These findings confirm that polydrug-abusing individuals can provide behavioral data in their daily environments using handheld computers, and that those data can reveal orderly patterns, including prospectively detectable harbingers of craving and use, which may differ across drugs.
The study of craving and lapse during attempts to quit smoking has been quietly revolutionized by the use of handheld data-collection devices that enable study participants to report, in real time, their activities and moods in their daily environments1. This methodology is referred to as experience sampling2 or Ecological Momentary Assessment (EMA)3. A PDA (Personal Digital Assistant or PalmPilot) configured for use in EMA is referred to as an Electronic Diary (ED). EMA comprises two complementary types of data collection. The first type occurs through random prompts, enabling assessment of the base rates of exposure to putative craving/lapse triggers such as stressors and drug-associated cues4. The second type of data collection is participant-initiated; participants are typically instructed to initiate an EMA entry immediately after each episode of craving or use. These event-driven data provide near-real-time self-report of such episodes.
EMA data collected through random prompts enable a truly prospective approach to the question of what events preceded a specific episode of use. For example, Shiffman and Waters5 use such data to show that lapses to cigarette smoking were preceded by increases in negative affect over a time course of hours, but not days—in other words, over a time frame that could not have been captured if participants had merely made daily visits to a laboratory for assessment.

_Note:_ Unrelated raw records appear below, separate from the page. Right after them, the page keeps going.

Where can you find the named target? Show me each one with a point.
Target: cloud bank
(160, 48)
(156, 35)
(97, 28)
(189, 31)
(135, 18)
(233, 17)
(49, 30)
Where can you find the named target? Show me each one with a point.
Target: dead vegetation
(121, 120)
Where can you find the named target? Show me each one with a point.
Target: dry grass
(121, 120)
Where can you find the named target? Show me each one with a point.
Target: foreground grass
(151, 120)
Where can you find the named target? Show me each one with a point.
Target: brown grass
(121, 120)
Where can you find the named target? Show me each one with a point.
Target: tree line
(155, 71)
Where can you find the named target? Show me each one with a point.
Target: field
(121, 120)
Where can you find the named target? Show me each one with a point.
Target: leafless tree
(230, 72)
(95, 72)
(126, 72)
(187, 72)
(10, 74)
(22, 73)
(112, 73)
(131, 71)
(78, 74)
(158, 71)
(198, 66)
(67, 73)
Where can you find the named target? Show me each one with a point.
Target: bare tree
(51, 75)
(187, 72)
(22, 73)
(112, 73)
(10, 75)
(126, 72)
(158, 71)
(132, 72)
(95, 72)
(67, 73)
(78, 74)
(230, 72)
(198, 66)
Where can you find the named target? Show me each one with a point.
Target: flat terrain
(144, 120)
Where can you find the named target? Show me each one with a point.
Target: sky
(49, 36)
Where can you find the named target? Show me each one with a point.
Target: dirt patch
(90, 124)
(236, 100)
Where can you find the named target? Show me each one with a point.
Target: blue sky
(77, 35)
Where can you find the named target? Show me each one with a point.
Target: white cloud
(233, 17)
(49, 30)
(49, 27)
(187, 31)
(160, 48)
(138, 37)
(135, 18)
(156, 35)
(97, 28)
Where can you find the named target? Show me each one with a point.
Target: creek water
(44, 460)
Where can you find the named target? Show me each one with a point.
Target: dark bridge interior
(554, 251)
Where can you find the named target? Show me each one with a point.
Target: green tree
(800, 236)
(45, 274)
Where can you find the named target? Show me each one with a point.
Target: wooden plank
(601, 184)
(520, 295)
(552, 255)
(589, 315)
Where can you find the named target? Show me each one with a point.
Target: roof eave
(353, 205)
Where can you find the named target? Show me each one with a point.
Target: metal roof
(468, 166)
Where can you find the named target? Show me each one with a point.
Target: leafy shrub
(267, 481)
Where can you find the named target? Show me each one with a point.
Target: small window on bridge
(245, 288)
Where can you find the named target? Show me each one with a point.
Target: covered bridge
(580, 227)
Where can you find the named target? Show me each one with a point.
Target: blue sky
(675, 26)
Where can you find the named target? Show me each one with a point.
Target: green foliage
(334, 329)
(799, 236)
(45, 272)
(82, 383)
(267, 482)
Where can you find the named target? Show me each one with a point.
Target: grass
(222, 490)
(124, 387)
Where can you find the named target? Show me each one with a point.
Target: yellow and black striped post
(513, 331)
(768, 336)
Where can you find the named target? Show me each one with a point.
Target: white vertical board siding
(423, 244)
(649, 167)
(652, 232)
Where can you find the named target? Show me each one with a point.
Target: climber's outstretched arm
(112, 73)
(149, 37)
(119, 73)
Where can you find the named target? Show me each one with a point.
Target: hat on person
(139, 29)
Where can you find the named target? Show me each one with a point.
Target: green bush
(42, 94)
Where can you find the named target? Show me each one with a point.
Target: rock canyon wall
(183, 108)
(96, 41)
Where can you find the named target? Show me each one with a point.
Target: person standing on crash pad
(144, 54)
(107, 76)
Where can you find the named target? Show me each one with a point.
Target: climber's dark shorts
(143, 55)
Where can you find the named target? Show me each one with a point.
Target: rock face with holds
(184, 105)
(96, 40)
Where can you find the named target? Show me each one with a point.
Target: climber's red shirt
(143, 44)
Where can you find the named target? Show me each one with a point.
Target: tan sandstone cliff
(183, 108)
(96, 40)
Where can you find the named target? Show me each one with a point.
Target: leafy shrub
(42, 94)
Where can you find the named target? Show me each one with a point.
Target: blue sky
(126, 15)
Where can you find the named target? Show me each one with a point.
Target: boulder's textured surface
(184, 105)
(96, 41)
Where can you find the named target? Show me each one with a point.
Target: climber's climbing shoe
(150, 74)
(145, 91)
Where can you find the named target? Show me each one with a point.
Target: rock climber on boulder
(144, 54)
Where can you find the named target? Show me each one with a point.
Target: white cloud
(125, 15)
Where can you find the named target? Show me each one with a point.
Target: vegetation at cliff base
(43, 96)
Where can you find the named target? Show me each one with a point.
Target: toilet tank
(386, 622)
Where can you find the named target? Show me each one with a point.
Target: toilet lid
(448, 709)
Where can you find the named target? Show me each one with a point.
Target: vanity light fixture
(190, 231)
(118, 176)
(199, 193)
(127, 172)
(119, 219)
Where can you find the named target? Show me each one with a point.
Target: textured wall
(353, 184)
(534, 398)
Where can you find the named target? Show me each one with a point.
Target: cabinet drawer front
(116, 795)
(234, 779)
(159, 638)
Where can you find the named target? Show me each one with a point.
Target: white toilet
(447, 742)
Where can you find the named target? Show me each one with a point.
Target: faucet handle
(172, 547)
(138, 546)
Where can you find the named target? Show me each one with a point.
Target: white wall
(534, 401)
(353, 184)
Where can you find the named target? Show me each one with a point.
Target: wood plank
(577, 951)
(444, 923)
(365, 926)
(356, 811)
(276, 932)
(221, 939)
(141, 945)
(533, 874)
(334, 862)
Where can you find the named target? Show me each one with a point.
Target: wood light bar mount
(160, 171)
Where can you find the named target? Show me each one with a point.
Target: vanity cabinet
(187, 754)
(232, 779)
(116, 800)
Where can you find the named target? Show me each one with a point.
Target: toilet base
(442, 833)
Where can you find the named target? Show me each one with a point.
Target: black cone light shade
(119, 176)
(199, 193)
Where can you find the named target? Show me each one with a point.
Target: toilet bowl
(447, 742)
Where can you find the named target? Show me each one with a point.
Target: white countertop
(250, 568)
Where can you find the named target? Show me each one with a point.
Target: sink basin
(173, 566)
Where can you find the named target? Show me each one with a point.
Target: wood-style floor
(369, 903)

EMA studies of illicit-drug use are far more rare. For example, to determine whether stress predicts relapse to cocaine or heroin use, there is only a small body of non-EMA prospective studies whose time frames were not sensitive to episodes of acute stress. The general finding from such studies has been that prospective measures of stress can predict relapse only when aggregated over time frames of three to twelve months, not week by week6–8. The effects of more rapid increases in stress cannot be determined without EMA data. The near-absence of EMA studies presumably reflects reluctance to entrust handheld electronic devices to individuals from the relevant populations, along with concern that meaningful real-time reports cannot be collected during use of intoxicating drugs. However, some studies have shown that EMA is possible in users of illicit drugs, providing new insights into the natural history of Ecstasy use9 and demonstrating that cannabis smokers10 and homeless users of crack cocaine11 will use and return cellphones issued for EMA recording. Larger datasets would help to resolve longstanding theoretical questions about the precipitants and process of drug craving and use, and may also lead to better outcome measurement in clinical trials12 and even to new forms of tailored, on-the-spot treatment interventions (see Comment).

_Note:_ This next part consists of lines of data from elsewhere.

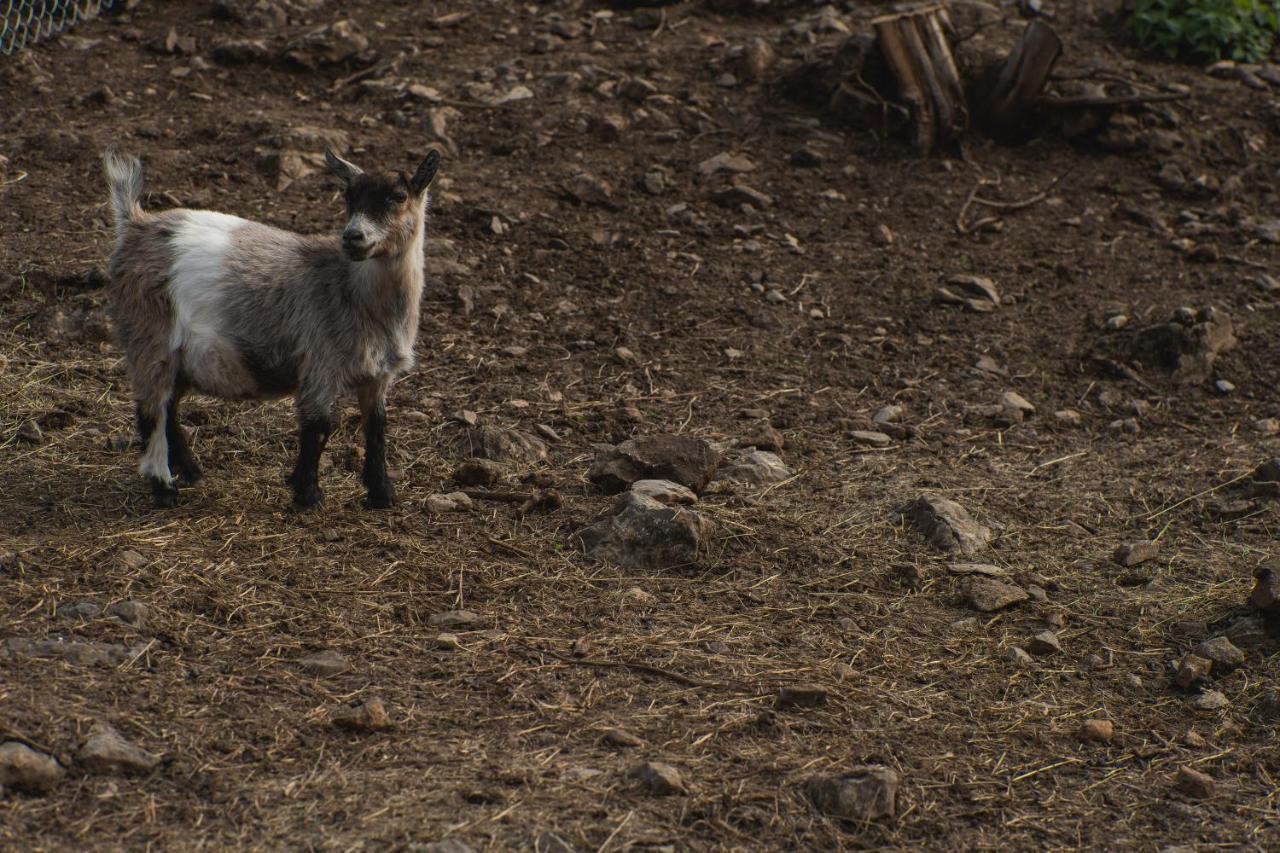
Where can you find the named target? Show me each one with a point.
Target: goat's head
(384, 213)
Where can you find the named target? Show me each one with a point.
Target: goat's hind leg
(182, 461)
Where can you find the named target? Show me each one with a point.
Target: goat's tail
(124, 183)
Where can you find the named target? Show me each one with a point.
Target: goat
(210, 302)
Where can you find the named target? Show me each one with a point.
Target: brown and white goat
(229, 308)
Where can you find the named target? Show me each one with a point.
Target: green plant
(1206, 30)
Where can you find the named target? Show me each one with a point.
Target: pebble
(988, 596)
(1194, 784)
(1191, 670)
(1045, 643)
(369, 715)
(105, 751)
(325, 664)
(659, 779)
(28, 770)
(1136, 553)
(800, 696)
(1223, 652)
(863, 793)
(455, 619)
(131, 612)
(1097, 730)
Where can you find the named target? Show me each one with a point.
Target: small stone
(1194, 784)
(800, 696)
(368, 715)
(664, 492)
(871, 438)
(988, 594)
(1097, 730)
(946, 525)
(1223, 653)
(621, 738)
(1045, 643)
(1192, 670)
(80, 610)
(1136, 553)
(108, 752)
(325, 664)
(864, 793)
(483, 473)
(24, 769)
(455, 619)
(659, 779)
(1019, 656)
(1210, 701)
(131, 612)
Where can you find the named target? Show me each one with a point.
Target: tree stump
(915, 48)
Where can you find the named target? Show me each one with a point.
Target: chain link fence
(24, 22)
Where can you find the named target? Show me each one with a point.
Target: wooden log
(1005, 99)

In this study, we used EMA to monitor craving for, and use of, cocaine and heroin in a large sample of methadone-maintained outpatients. (Methadone maintenance, though highly effective, does not entirely eliminate heroin use in all patients.) Here we present data on the time course of mood and cue exposure in the hours before self-reported episodes of craving and drug use.
Participants were methadone-maintained cocaine- and heroin-using outpatients at a treatment-research clinic in Baltimore, Maryland. Inclusion criteria were: (1) age between 18 and 65; (2) evidence of physical dependence on opioids (by self-report and physical examination); and (3) evidence of cocaine and opioid use (by self-report and urine screen). Exclusion criteria were: (1) schizophrenia or any other DSM-IV psychotic disorder; history of bipolar disorder; current Major Depressive Disorder; (2) current dependence on alcohol or any sedative-hypnotic (by DSM-IV criteria); (3) cognitive impairment severe enough to preclude informed consent or valid self-report; and (4) medical illness that would compromise participation in the study.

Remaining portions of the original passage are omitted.